To promote successfully, you need to take the following into account:
- You need to know as much as possible about your customers and their buying habits
- You need to identify which are the important questions customers could have about your product or service. E.g. Is this reliable product? Your promotional activities should answer these questions
- You need to identify your unique selling point (USP) and communicate it effectively to your customers
- You need to identify the style of your promotional activities
- You need to decide when you are going to promote.
When you have answers to the above, you’re in a stronger position to decide what to say, how to say it, when to say it and which promotional methods to use.
PROMOTION MIX: is the combination of promotional elements you use to promote your products/services. The various elements which make up promotion mix: personal selling, sales promotion, public relations, direct marketing etc.
SAVE MODEL 4 (E): EDUCATION (Over Promotion)
Promotion usually entails buying your ways in to gain the awareness of your audience. Today, customers can tune in and out what they want and when they want , almost everything is on demand these days. So why not produce informative communication materials to which people would choose to tune-in?
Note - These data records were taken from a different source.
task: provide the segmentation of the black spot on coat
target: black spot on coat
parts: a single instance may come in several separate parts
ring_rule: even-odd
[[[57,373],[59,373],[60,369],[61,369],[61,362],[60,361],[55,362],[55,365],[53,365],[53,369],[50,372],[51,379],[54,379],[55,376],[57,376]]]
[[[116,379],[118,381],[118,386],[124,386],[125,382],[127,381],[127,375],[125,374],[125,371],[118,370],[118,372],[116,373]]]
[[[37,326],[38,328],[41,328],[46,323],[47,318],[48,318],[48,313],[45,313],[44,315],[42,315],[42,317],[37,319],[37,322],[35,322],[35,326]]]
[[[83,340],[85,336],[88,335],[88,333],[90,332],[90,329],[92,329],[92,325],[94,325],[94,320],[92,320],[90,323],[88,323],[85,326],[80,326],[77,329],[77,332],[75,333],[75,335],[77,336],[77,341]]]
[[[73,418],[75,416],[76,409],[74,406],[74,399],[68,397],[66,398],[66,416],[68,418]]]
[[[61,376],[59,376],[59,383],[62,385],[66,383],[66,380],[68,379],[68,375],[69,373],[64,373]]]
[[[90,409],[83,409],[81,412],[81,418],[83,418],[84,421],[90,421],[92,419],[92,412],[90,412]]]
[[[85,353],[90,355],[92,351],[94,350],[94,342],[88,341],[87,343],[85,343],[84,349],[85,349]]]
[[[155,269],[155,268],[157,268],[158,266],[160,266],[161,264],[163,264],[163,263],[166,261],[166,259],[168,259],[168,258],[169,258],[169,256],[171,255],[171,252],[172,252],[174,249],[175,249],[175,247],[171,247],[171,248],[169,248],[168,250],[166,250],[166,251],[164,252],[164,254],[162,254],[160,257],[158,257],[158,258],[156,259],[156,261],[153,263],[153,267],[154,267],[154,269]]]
Sharing educational contents will not only position you as an expert and thought-leader in your industry, it will also build trust as your audience will gain a feeling of dependability and familiarity from you, the very key ingredients required for gaining customer loyalty.
By focusing on education instead of promotion, businesses today can act as entreproducers, providing current and potential customers with information relevant to their interest to create a sense of familiarity and trust long before a purchase is made even.